Mahkemeye göre ifade özgürlüğünün ceza yargılamaları üzerinden kısıtlanmasının, toplumda sansürün yaygınlaşmasına neden olabileceği kaydedildi.

“Hakikate ulaşabilmek için sansürsüz bir tartışmaya, fikirlerin kısıtlanmaksızın birbiriyle çatışabileceği bir kamusallığa ihtiyaç vardır. Ayrıca, demokrasilerin en temel özelliği olan halk egemenliğinin ancak ifade özgürlüğü ile ve yine demokratik toplumların vazgeçilmez bir niteliği olan hoşgörünün de ancak farklı görüşlerin ifade edilebilmesiyle mümkün olabilir” denildi.

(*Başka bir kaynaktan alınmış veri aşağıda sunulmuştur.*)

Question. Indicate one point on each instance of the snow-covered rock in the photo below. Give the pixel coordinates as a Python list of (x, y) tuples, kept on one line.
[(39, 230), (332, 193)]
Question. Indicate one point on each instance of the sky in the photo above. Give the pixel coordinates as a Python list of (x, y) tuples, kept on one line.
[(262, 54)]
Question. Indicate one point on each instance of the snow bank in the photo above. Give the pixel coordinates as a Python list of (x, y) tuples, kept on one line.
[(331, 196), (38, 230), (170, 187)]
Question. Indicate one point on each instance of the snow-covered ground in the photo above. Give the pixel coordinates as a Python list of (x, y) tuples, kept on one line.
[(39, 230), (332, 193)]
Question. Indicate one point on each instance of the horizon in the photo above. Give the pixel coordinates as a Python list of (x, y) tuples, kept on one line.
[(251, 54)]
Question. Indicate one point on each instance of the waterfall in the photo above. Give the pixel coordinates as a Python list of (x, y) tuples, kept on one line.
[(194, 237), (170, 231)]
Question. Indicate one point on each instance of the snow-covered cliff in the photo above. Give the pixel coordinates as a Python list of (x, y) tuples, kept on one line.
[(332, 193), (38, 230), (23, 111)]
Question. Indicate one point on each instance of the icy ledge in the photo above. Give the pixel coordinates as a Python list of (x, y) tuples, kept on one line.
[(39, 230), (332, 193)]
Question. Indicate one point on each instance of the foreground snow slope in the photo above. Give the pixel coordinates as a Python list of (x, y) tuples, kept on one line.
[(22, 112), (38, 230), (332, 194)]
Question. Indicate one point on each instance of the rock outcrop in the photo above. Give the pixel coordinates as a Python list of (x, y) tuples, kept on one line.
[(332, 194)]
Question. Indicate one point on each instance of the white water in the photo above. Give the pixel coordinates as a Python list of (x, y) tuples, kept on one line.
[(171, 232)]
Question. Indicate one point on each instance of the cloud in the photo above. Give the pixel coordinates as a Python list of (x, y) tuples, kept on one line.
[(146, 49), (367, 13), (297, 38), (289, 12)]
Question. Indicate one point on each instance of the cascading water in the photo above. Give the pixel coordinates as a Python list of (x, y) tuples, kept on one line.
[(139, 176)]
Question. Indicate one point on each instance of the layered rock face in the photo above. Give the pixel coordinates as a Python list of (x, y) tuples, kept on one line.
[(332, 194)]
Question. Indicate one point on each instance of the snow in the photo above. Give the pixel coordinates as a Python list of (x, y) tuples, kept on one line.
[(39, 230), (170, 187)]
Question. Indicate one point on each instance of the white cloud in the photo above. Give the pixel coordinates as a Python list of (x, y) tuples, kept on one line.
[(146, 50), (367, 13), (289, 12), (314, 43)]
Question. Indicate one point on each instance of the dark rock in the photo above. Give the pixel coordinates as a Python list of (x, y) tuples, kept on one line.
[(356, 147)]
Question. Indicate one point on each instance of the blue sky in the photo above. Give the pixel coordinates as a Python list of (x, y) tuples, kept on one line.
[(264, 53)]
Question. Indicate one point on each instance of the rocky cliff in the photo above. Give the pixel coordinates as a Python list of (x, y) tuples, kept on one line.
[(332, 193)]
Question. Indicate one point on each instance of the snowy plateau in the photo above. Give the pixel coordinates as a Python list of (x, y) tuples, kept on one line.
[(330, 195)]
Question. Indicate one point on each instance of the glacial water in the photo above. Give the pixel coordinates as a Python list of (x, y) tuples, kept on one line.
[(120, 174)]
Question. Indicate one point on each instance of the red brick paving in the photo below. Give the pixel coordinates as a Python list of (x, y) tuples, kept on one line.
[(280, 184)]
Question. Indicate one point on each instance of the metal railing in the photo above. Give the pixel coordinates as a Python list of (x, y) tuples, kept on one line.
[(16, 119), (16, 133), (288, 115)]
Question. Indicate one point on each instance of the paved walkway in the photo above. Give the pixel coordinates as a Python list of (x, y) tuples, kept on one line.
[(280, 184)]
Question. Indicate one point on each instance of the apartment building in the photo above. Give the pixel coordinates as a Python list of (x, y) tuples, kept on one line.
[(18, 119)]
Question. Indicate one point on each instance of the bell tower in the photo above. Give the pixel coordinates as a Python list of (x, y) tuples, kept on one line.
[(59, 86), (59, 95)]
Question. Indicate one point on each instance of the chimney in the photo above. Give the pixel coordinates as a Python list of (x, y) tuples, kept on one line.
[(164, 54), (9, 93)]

FARKLI GÖRÜŞLERİN İFADE EDİLMESİNE İHTİYAÇ VAR

Komite, birbirine tahammül edebilen, çatışan görüşleri soğukkanlılıkla ele alabilen, barışçıl ve hoşgörülü bir toplum olabilmek için farklı görüşlerin kendisini ifade etmesine, toplumun bu görüşlerle karşılaşmasına ve onların varlığını tanımasına ihtiyaç olduğunu kaydetti.